As forecasters today call for six-to-nine inches of white death from the latest snowpocalypse, I ask quite seriously: How much bread and milk can a populace stockpile?
Here in Columbus, it's the third winter storm in ten days. Records are betting set, both for the month of February and the season.
How can you tell that we're growing accustomed to digging out? The number of Advil tablets swallowed in the twelve hour post-shoveling period has already peaked at eight and is now declining, just in time to save our kidneys.
I think we're getting in snow-shape.
Please don't confuse that with being in shape generally, because we're not. In 2009, Columbus was rated the 18th fattest city in the US. In 2008, we were the 16th largest city in population. If this snow thing keeps up, we're certain to see improvement in our girth, but urban flight might drop us in population ranking as folks seek a more hospitable clime.
Less than 30 inches of powder falls to the ground in a typical winter season, and if precipitation predictions prove accurate, Columbus will end February with nearly that much accumulation in a single month. Hence the winter weariness. But winter has been coming around since I was a kid in the mountains of central Pennsylvania, and let me tell you, just being from there is tiresome. Crappy weather doesn't help.
El Nino weather patterns notwithstanding, at some point the masses are expected to move from a torpid bunker mentality toward a more functional symbiosis with the elements. In areas where heavier snow is more commonplace (like my birthplace), schools still educate, people drive to work, and life lurches precariously forward in the frost.
Sad to say, but the sandal-wearing hipster I saw at the sushi joint this weekend had the right idea, even if he was sporting the wrong footwear.
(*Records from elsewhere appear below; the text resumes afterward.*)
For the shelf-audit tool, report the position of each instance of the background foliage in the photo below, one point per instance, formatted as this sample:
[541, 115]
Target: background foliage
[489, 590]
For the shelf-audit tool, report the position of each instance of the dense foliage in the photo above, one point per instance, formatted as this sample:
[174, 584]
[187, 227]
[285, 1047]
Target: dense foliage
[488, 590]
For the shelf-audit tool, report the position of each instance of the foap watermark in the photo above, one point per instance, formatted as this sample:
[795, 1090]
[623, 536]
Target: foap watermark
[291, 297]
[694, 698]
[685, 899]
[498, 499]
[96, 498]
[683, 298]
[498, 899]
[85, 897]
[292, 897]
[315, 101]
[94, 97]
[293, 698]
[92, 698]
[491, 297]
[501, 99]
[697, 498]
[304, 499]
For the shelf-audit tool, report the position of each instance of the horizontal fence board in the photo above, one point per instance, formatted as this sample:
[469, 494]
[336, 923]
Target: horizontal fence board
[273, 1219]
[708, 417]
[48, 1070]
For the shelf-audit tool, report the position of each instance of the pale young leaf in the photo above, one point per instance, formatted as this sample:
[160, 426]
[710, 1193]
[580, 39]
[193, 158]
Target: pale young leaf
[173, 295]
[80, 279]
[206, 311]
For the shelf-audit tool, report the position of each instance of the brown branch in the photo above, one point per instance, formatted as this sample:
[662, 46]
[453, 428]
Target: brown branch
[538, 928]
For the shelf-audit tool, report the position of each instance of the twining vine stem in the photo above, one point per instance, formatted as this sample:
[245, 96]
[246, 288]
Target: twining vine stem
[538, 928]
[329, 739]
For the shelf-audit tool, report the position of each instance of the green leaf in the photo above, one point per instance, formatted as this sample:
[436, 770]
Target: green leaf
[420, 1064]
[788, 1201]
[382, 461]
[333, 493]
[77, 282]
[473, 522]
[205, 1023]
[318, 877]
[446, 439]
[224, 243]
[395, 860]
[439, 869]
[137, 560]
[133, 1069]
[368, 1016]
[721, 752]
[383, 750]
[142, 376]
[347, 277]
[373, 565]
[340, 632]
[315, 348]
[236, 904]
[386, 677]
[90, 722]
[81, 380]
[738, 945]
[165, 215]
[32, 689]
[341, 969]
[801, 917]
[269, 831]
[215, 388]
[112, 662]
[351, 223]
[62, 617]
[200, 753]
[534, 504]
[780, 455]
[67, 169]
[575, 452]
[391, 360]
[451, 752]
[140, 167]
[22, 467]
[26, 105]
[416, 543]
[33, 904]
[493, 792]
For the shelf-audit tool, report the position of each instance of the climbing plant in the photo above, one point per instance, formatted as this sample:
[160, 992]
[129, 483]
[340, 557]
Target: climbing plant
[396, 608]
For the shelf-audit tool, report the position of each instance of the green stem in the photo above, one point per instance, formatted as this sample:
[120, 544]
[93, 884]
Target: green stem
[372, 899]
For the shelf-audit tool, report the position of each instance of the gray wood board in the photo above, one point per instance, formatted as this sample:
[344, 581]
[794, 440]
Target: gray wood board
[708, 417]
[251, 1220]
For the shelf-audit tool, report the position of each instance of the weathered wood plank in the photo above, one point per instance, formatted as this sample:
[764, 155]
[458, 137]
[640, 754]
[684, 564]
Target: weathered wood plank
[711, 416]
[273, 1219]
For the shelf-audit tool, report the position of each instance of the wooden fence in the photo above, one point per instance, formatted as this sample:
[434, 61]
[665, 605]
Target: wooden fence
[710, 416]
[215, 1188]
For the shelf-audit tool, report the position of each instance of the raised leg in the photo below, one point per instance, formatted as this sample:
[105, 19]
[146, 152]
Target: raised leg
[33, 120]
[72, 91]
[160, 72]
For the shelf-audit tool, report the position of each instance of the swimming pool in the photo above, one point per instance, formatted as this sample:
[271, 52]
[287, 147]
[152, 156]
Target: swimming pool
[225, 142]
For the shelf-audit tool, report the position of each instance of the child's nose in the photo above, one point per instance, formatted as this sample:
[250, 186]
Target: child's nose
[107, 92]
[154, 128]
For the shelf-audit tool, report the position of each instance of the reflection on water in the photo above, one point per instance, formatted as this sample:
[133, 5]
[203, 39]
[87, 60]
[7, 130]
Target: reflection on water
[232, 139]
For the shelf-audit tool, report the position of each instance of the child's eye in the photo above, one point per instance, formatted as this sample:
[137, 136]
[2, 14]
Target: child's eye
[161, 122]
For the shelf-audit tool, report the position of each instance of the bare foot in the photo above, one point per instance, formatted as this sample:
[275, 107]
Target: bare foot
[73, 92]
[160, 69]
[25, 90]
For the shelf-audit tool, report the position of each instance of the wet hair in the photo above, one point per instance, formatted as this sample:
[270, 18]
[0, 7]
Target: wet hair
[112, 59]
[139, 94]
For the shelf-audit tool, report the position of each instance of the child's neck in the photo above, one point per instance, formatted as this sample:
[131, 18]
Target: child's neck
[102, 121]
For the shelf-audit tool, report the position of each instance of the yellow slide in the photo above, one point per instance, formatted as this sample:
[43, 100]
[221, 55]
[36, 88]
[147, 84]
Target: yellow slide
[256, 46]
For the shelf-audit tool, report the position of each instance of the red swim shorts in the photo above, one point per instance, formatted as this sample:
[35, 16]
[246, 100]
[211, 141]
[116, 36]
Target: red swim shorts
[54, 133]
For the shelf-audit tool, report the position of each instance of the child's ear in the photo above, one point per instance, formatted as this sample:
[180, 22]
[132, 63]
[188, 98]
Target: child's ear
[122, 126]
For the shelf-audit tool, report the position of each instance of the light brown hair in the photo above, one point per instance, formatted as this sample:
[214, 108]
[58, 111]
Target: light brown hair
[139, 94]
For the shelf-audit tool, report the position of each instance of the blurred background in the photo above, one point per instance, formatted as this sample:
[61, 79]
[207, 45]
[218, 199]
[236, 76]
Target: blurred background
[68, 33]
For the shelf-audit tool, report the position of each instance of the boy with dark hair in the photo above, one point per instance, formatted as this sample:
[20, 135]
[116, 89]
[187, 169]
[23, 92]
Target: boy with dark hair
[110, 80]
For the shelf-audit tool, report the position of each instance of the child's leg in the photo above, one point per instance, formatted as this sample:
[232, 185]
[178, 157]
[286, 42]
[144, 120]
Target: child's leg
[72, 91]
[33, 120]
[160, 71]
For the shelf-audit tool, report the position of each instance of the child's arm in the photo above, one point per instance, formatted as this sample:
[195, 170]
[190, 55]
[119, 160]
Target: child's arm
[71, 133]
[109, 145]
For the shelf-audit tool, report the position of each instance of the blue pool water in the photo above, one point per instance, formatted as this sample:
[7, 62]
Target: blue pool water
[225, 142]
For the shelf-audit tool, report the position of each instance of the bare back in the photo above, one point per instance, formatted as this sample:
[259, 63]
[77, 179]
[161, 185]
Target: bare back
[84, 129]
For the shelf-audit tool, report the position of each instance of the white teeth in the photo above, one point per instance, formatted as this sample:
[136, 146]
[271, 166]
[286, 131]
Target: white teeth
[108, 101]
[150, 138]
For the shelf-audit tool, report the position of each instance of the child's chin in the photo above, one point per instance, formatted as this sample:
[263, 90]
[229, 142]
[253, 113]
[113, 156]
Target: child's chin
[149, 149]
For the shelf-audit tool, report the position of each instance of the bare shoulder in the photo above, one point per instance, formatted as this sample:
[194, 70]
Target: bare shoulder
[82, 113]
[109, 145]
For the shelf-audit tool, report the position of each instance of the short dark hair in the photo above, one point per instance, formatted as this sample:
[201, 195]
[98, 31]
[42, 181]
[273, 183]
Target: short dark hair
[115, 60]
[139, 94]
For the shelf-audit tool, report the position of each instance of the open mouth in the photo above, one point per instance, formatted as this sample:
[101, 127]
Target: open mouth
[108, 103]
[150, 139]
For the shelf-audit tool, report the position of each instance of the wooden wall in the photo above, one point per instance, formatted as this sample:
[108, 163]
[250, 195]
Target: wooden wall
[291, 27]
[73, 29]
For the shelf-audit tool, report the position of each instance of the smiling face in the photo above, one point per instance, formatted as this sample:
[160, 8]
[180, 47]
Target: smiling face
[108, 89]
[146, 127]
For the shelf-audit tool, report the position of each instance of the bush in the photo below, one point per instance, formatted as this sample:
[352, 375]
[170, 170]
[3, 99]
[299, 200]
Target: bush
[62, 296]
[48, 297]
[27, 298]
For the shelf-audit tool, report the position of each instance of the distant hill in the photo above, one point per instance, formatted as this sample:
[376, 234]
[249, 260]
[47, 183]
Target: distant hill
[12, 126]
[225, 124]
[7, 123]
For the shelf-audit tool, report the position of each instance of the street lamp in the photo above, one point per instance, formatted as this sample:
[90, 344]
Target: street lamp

Fatty tuna and cold sake waits for no man.
It's not even a decent winter if you can't point to a pile of broken shovels, empty ice-melt containers, and eight pounds of crud coating your car's floor mats. You know when you stop losing gloves and scarves? When you use them so frequently that it's more important to keep track of them than it is to buy anew every couple of weeks.
Climate change might kill us all someday, or it may just flood basements in Manhattan and doom Fox News viewers to a lifetime of bulging neck veins. But it should serve as a reminder that, meteorologically-speaking, we have things pretty temperate here. It's easier to shovel a foot of snow than it is a half-foot of volcano ash, and we haven't run screaming from mud slides or typhoons in awhile.
Stop your bitching and toss another marshmallow in your Swiss Miss, people. It will be spring soon enough, and you'll be able to complain about how slowly the nimrods drive in the rain.